The 2009 edition of the Platter wine guide fails to list Ashanti as a producer while the telephone number in the 2008 edition has been disconnected. Raymond Tam, facilitator for our trip to HK had told us proudly that Ashanti was owned by HK investors.

My sources tell me that Ashanti was bought in the nineties by a consortium of 30 HK ex-pat and Chinese investors headed by art collector Manfred Schoeni who made his money buying art in China before it was popular to do so. The Schoeni Gallery in Old Bailey Street, HK, is now managed by daughter Nicole after Manfred was hacked to death in the Philippines villa la Dolce Vita of German property developer Antonne Faustenhause in 2004. Chopped up along with the Filipino maid was designer John James Hamish Cowperthwaite, son of Sir John Cowperthwaite, credited with setting up Hong Kong’s financial system while serving as financial secretary from 1961-71, according to The Times.

Mystery #8: What Happens Between Floors 9 and 39 at the Island Shangri-La Hotel

Assigned a pleasant berth on the 43rd floor of the Island Shangri-La hotel, the elevator and I became old friends and I couldn’t help but notive the buttons when straight from floor 8 to 40. What happened to the missing floors? Was this the converse of the Mertin Flemmer Building in Being John Malkovich which had a 7½ floor or platform 9¾ in Harry Potter?

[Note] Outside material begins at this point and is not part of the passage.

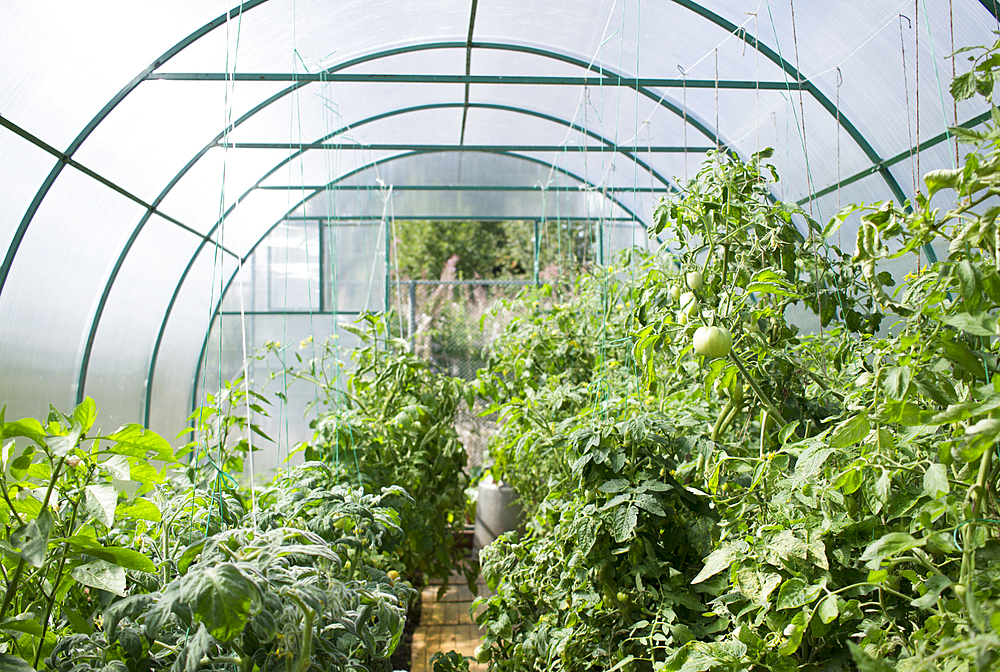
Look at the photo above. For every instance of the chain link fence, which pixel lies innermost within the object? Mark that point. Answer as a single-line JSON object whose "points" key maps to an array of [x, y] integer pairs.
{"points": [[452, 324]]}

One clue may be that the Director of Rooms at Shangri-La is Nathalie Cockayne. As Wikipedia notes, the Land of Cockayne was “a mythical medieval land of plenty, an imaginary place of extreme luxury and ease where physical comforts and pleasures are always immediately at hand and where the harshness of medieval peasant life does not exist.” Sounds pretty much like Hong Kong to me.